I get it, it's hard to understand. It's difficult to grasp, and then deal with it on an everyday basis ... having compassion on a constant basis is a strain on the other party as well. Trust me, if you are that other person in the equation, we know that you want to scream, pull your hair out, and tell us to just get better dammit! Trust me, there is nothing more in this world that anyone with a chronic condition wants than to just BE NORMAL AND HEALTHY. It's not fun, it's not comfortable, it's not what "life" should be.
After you are asked, over and over, how you are doing, how you are feeling, ... and things more sarcastic, like, so ... when are you going to feel better? - even while many questions are simply out of love, respect and concern - it becomes harder and harder to answer, or even speak at all, as the answer feels like it will never change. And I do believe that many people become fearful that perhaps it won't ... at least this has become a very real fear for myself. I think too, that because such an all encompassing health related condition can feel as if it has saturated your life (and often it does), it absorbs a lot of one's being and fills the many corners of the person's existence, even when it is actively resisted. This leaves the disease in control, and it very quickly and easily begins to feel like you are the disease ... that it is the only thing that defines you. This is a tough place to be, and again, you find yourself trying to partake in a balancing act.
As for this very moment, I need to take a deep breath and take a break.

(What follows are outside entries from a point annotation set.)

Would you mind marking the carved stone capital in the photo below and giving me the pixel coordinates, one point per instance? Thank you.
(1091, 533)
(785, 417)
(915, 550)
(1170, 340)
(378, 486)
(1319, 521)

I am trying to teach myself better ways to cope ... not to overdo everything when I get that special day when the old me is a resident in this very alien body. I'll let you know the results. Thank goodness that the perfectionist is simply unable to function, as she would have lost it a long time ago!

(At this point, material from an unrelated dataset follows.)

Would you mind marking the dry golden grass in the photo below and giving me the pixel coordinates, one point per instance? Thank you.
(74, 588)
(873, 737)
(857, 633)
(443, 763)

For anyone that shares their life with someone that deals with any chronic condition, & for those in the thick of it themselves - whatever the particular case may be - there is a wonderful document called "The Spoon Theory," which offers a clear, relatable and universal explanation of how it feels to live in a body that battles a chronic condition on a daily basis. You can do a general Google search, or go directly to the author's site via the link I have provided on my pages in order to read this wonderfully written piece.